Antarctica has a strange gravity hole and scientists finally know why

In reality, gravity does not have exactly the same strength everywhere on Earth. Its pull varies slightly across the planet's surface. After accounting for the effects of Earth's rotation, the weakest gravity is found beneath Antarctica.

Deep Earth Movements Created Antarctica's Gravity Hole

A new study shows that extremely slow shifts of rock deep inside the planet helped produce the gravity anomaly beneath Antarctica. These movements occurred over tens of millions of years and gradually formed what scientists call the Antarctic gravity hole. The research also points out that changes in this gravity low happened during the same period as major shifts in Antarctica's climate.
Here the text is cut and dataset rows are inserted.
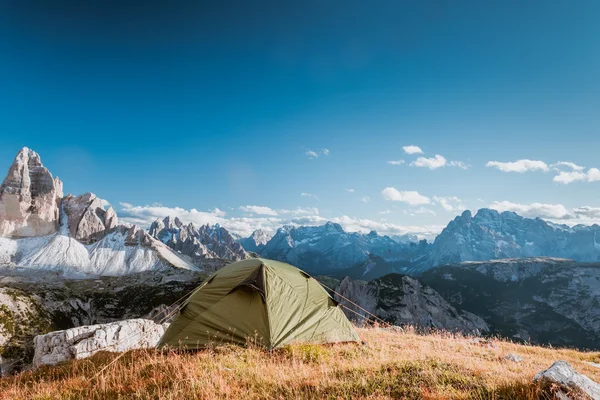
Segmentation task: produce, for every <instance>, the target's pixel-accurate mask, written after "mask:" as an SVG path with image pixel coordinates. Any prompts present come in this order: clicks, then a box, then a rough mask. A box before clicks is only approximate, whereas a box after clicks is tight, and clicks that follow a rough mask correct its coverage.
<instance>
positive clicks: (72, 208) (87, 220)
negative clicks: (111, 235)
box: [62, 193, 118, 243]
mask: <svg viewBox="0 0 600 400" xmlns="http://www.w3.org/2000/svg"><path fill="white" fill-rule="evenodd" d="M62 209H63V212H65V213H66V215H67V217H68V228H69V233H70V235H71V237H73V238H75V239H77V240H79V241H81V242H84V243H91V242H93V241H94V240H95V239H96V238H97V237H98V236H101V235H102V234H103V233H104V232H106V231H107V230H108V229H110V227H115V226H117V224H118V220H117V215H116V214H115V212H114V210H113V209H112V208H110V209H109V211H105V210H104V205H103V201H102V199H100V198H99V197H97V196H96V195H95V194H93V193H85V194H82V195H79V196H77V197H75V196H72V195H70V194H69V195H67V196H66V197H65V198H64V199H63V202H62Z"/></svg>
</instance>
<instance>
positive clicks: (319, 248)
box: [258, 222, 428, 279]
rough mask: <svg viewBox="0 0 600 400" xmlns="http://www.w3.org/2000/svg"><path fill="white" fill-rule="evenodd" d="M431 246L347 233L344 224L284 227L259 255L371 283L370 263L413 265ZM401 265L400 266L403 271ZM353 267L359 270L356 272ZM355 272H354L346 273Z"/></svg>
mask: <svg viewBox="0 0 600 400" xmlns="http://www.w3.org/2000/svg"><path fill="white" fill-rule="evenodd" d="M427 246H428V245H427V242H426V241H423V243H422V244H419V245H416V244H414V243H409V244H404V243H398V242H396V241H395V240H393V239H391V238H390V237H388V236H381V235H378V234H377V232H375V231H371V232H370V233H369V234H366V235H365V234H362V233H358V232H346V231H344V229H343V228H342V226H341V225H340V224H337V223H333V222H327V223H326V224H325V225H321V226H299V227H295V226H291V225H289V226H283V227H281V228H279V229H278V230H277V232H276V233H275V235H274V236H273V237H272V238H271V239H270V240H269V241H268V242H267V243H266V244H265V245H264V246H262V247H261V248H260V249H258V253H259V254H260V255H261V256H262V257H265V258H270V259H273V260H279V261H284V262H287V263H290V264H292V265H296V266H298V267H299V268H301V269H303V270H305V271H308V272H311V273H314V274H328V273H333V274H336V275H337V274H338V273H340V271H344V274H343V275H341V276H346V275H348V276H350V277H352V278H357V279H368V278H370V276H368V277H367V276H366V275H368V274H369V272H370V271H371V269H372V267H373V266H372V264H371V263H370V262H369V261H370V259H371V258H372V257H377V258H379V259H381V260H382V261H383V264H385V263H396V264H398V261H399V260H403V261H405V262H404V263H403V264H406V263H407V262H409V260H410V259H411V258H413V257H415V258H417V257H418V255H421V254H422V253H423V252H424V251H426V249H427ZM394 266H396V265H395V264H394V265H388V266H387V268H381V269H385V272H384V273H379V274H377V276H375V277H376V278H377V277H379V276H383V275H385V274H386V273H390V272H398V271H394V269H393V267H394ZM399 266H400V265H398V267H399ZM353 267H356V268H357V269H358V271H357V270H354V269H353ZM348 269H353V270H352V271H346V270H348Z"/></svg>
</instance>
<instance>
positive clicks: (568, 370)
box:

Future studies may reveal whether these gravity changes helped encourage the development of the continent's vast ice sheets.

"If we can better understand how Earth's interior shapes gravity and sea levels, we gain insight into factors that may matter for the growth and stability of large ice sheets," said Alessandro Forte, Ph.D., a professor of geophysics at the University of Florida and co-author of the new study recreating the Antarctic gravity hole's past.

The differences in gravity come from variations in the density of rocks far beneath Earth's surface. While the changes in gravitational strength are small, they can influence the oceans in noticeable ways. In regions where gravity is weaker, seawater tends to flow toward areas where the pull is stronger. As a result, the ocean surface in those weaker gravity zones sits slightly lower relative to Earth's center. Because of the gravity hole beneath Antarctica, sea-surface height around the continent is measurably lower than it would otherwise be.

Using Earthquakes to Map the Planet's Interior

The research, published recently in Scientific Reports, was conducted by Forte and Petar Glišović, Ph.D., of the Paris Institute of Earth Physics. The scientists mapped the Antarctic gravity hole and reconstructed how it evolved over millions of years. Their work relied on a global scientific effort that combined earthquake recordings from around the world with physics-based computer models. Together, these tools helped reveal the three dimensional structure hidden inside Earth.

"Imagine doing a CT scan of the whole Earth, but we don't have X-rays like we do in a medical office. We have earthquakes. Earthquake waves provide the 'light' that illuminates the interior of the planet," Forte said.

By analyzing how earthquake waves traveled through the planet and combining those data with physics-based modeling, the researchers created a detailed gravitational map of Earth. The results closely matched highly accurate satellite measurements of Earth's gravity field. This agreement helped confirm that their models realistically captured the planet's internal structure.

Rewinding Earth's Geological History

The next step involved looking back in time to understand how the gravity hole developed. Using advanced computer simulations, the scientists reversed the slow movement of rocks inside the planet. Their models traced these changes back roughly 70 million years, to the era of the dinosaurs.

These reconstructed snapshots showed that the Antarctic gravity hole was initially weaker. Between about 50 and 30 million years ago, however, the anomaly began to grow stronger. That period coincides with major changes in Antarctica's climate system, including the beginning of widespread glaciation.

Looking ahead, Forte hopes to explore whether the strengthening gravity anomaly played a role in shaping Antarctica's ice sheets. Future models will examine how gravity, sea level, and changes in continental elevation interact.

Ultimately, the researchers want to answer a larger question about Earth's systems. As Forte explained, the goal is to understand "How does our climate connect to what's going on inside our planet?"